Storage and Networking
Technical specs, data retention policies, and other details about storage and networking of Thunder Compute instances
Networking
- Egress/Ingress: 7-10Gbps
- IP: dynamic
- Region: U.S. Central (Iowa)
- E or N series CPU instances in GCP
Storage
Persistent Disk
By default, all instances use persistent disks. This enables a “stopped” state where data persists but compute usage is paused.
To stop all billing, delete instances that are no longer in use.
While we don’t provide explicit guarantees, you can generally expect ~100k IOPS and 1200 Mbps Read/Write.
Snapshots
Snapshots provide a cheaper option for long-term storage, compressed to eliminate unused space.
You can also use snapshots to create new instances with the same data as existing instances.
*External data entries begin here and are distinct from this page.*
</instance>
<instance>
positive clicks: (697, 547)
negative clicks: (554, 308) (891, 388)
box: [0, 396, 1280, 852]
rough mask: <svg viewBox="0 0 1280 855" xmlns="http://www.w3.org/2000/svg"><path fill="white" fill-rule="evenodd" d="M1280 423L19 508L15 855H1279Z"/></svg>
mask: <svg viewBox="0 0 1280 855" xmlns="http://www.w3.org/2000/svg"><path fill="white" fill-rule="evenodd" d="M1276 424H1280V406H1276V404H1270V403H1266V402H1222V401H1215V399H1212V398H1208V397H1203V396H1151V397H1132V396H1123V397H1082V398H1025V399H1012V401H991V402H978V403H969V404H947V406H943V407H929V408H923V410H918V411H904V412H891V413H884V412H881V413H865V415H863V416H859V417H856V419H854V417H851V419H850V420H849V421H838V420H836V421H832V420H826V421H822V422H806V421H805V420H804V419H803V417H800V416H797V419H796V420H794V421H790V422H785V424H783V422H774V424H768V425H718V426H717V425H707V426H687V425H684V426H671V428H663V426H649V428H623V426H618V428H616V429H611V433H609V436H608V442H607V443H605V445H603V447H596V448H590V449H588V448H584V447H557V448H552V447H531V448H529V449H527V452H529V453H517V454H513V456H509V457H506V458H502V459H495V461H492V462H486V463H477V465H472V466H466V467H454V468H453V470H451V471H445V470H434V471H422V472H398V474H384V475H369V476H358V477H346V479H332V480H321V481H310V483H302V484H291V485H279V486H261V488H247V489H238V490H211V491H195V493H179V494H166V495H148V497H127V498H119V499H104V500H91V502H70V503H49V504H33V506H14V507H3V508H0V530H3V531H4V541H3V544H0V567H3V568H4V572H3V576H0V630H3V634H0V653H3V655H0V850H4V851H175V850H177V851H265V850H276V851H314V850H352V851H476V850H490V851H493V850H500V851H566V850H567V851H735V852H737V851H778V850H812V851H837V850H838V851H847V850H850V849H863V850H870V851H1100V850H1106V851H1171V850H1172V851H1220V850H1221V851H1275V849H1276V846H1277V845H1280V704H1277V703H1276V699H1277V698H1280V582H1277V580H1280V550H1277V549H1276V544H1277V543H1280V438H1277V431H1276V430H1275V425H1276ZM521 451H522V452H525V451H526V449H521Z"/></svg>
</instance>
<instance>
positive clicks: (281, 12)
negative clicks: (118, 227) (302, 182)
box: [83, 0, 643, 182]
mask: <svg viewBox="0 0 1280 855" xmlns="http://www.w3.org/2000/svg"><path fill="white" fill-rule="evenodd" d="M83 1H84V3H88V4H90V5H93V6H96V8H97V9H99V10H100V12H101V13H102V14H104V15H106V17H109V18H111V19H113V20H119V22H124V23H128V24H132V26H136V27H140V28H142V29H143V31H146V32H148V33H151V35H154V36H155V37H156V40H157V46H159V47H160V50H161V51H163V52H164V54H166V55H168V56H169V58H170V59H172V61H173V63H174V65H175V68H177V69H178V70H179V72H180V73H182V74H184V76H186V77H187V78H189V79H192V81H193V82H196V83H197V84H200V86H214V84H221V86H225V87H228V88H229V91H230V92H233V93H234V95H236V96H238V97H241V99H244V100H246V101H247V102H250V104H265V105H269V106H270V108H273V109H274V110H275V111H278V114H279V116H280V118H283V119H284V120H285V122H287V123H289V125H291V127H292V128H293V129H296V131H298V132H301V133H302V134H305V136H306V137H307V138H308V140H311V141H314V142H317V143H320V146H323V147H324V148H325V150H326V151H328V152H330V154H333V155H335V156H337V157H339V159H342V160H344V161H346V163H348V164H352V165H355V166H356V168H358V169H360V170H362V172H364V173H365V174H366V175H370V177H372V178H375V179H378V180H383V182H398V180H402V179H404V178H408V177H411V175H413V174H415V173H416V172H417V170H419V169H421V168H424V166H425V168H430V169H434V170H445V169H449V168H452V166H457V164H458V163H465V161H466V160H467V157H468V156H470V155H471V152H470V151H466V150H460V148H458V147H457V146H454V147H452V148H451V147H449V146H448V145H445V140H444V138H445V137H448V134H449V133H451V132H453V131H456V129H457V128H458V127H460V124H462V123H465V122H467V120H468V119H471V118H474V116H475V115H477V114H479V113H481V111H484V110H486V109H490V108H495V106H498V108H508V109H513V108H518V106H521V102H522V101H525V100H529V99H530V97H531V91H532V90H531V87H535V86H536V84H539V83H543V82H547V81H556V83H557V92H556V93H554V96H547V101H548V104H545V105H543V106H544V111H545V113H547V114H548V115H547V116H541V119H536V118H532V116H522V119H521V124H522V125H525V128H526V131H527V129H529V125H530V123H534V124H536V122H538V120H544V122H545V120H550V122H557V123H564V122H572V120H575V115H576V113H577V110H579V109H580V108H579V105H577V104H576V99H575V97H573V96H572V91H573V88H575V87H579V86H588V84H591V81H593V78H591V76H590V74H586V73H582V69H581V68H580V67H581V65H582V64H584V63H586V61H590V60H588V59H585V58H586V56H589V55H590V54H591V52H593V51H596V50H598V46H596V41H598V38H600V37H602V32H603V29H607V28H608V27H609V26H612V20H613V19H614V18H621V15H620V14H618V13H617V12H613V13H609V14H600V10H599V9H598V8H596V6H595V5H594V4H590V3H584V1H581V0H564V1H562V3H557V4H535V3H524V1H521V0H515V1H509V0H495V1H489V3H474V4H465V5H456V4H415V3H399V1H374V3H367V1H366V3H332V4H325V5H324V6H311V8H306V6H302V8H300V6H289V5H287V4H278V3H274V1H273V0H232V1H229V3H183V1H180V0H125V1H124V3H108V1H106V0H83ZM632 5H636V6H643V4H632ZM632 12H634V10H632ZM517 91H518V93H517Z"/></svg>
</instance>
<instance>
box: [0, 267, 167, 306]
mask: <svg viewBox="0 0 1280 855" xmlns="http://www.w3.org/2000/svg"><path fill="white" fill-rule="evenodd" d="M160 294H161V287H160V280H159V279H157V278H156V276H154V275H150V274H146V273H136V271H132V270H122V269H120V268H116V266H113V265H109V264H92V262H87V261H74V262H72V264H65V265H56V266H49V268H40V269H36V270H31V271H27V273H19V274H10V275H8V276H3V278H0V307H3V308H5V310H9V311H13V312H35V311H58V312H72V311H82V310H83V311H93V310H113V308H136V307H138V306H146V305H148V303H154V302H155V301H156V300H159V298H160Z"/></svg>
To take a snapshot, stop your instance and use the snapshot feature in the console or CLI. This process typically takes ~2-3 minutes.
Inactive-Instance Data Retention
Thunder Compute retains the persistent storage associated with an account for 60 days after the last time any instance in that account was running.
- If an account has been inactive for 60 consecutive days (defined by no running instances), all attached volumes, snapshots, and other instance-specific data are irreversibly deleted.
- This retention window applies per account (not per individual instance). Starting or stopping any instance resets the 60-day timer.
- Deletion is permanent and cannot be undone. Back up any critical data before the retention period ends.
- Aggregated billing, usage, and audit logs are retained according to our standard privacy policy and are not affected by this rule.